Because that's the reality: rivalries are forged on the field. The Red Bulls ran riot over the Blues; they outscored New York City 7-2 over three games. They were led by striker Bradley Wright-Phillips, who scored four of those goals. None of those games were remotely close.
In the opener at Red Bull Arena in New Jersey, New York City gave up a goal in the opening strokes of the game that left them reeling throughout, to the point that English legend Frank Lampard got nutmegged & left stumbling about by Red Bulls midfielder Mike Grella on the way to New York City's surrender of a second goal. That game ended 2-0, with then-manager pointedly calling out his players' lack of effort.
At Yankee Stadium, the Blues were able to briefly match up with the Red Bulls, before collapsing in a heap in the second half on the way to a 3-1 capitulation. And the rubber match in the Hudson River Derby was utterly forgettable, as the Red Bulls strolled to a 2-1 triumph back home in Harrison, New Jersey.
Rivalries are forged on the field, but New York City have yet to show up on it. For this to actually be "the greatest rivalry in MLS", as Alexi Lalas bizarrely stated, New York City need to actually win. They need to deliver a statement, ideally one that ends with Red Bulls players slinking back to New Jersey in shame at their performance.
The Blues have never had a better chance to make this an actual rivalry than today. The team that Patrick Vieira has meticulously crafted is finally beginning to work in harmony with each other. They stand in second place in the East at 18 points; a win today, and they retake sole possession of first place. Are there discordant moments? Definitely. Vieira is not finished with them yet, and they have many games yet to keep.
Meanwhile the Red Bulls are staggering. This is not the ferociously harassing team of last season, not even close. It took them the better part of three games to even score their first goal; their seven losses already are 70% of what games they lost last season. Their offense is suspect, their defense a reject. They desperately miss Damien Perrinelle and Matt Miazga; Dax McCarty is thoroughly ineffective, I suspect because he's playing through injury. Wright-Phillips is not the Golden Boot winner he was two years ago, when Thierry Henry was feeding him balls.
Meanwhile, David Villa leads MLS with eight goals. Tommy McNamara is finally becoming the creative and secondary scoring force that the Blues need. His sublime game-winning goal against the Portland Timbers last Sunday took his streak to four straight games with either a goal or an assist. He's got a goal and three assists over the four-game span in which the Blues have drawn once and won three games – matching their longest unbeaten streak ever.

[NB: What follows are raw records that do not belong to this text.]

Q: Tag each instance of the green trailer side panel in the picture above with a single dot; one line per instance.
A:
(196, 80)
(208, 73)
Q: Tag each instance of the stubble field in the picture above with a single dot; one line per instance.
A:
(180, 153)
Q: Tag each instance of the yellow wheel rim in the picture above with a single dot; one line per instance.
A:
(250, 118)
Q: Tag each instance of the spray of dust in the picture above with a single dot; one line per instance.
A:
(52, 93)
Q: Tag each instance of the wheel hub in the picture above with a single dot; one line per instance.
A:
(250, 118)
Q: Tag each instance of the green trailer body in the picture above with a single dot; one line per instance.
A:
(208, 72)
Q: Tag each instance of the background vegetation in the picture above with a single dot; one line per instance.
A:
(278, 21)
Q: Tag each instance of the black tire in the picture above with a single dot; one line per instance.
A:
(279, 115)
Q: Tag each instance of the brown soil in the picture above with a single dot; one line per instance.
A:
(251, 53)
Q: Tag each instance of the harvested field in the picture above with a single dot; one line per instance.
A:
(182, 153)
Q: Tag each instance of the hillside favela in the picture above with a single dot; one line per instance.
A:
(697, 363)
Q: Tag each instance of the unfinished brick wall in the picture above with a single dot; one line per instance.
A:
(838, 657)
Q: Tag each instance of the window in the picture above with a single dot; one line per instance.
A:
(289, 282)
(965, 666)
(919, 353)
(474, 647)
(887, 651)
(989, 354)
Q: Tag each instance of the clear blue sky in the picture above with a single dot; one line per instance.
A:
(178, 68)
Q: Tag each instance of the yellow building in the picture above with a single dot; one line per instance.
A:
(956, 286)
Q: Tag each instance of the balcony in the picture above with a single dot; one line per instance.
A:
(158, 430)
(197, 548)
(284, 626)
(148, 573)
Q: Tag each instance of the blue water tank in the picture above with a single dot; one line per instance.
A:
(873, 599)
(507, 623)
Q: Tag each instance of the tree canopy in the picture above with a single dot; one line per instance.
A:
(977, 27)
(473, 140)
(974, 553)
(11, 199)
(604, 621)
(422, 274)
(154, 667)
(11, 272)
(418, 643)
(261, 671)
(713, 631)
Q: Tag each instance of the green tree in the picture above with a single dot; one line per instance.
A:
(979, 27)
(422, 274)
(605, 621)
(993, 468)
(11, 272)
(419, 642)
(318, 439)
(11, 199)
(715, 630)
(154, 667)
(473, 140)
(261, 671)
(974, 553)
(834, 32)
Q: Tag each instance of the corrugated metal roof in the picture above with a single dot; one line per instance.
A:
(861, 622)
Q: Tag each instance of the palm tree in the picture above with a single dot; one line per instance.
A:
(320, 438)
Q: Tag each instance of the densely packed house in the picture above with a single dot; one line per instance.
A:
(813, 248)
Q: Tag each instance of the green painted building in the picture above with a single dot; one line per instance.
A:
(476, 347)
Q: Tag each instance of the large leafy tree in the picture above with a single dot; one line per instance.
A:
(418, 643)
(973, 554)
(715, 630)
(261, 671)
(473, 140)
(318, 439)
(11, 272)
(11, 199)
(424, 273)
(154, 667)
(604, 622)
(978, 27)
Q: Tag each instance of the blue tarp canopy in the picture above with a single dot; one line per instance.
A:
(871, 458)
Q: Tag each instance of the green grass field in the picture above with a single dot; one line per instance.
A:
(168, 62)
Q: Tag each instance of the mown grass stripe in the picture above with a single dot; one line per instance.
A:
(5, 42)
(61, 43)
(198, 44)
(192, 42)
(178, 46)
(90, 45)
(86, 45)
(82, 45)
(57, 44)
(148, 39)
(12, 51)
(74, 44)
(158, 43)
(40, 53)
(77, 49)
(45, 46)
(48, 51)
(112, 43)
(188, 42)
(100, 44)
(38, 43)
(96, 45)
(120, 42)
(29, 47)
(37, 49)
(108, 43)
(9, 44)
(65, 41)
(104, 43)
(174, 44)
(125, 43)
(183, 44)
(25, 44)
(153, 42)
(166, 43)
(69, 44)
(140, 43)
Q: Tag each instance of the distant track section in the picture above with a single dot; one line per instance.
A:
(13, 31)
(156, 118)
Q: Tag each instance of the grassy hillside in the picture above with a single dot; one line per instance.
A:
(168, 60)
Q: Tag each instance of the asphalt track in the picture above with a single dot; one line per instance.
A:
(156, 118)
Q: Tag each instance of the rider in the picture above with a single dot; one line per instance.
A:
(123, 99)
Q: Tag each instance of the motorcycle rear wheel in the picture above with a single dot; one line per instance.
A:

The question, though, is: wither Lampard? Will he play today? His not-quite spectral presence hangs over the festivities like Banquo's ghost. I don't know. I hope not; whatever Lampard could've brought to New York City, he chose instead to leave behind in places like the Hawthorns and the Stadium of Light in England, in a futile quest for glory. All he's brought, instead, is the special kind of humiliation reserved for players who tarry on the field too long. He's Namath in a Rams jersey, Jordan in a Wizards jersey, Mays in a Mets jersey.
The glory is reserved for Villa; to players like McNamara and Poku, the folk affections. Pirlo, despite his clear struggles at times, gets the appreciation due a senior master of the game. Not Lampard -- the scorn and opprobrium he used to get has curdled into pity and now, at last, apathy.
Enough. He is of the past. Today, we celebrate the present. And at the end of the afternoon, we hope to welcome the future with, at last, a victory in the Hudson River Derby. The first one, and not the last.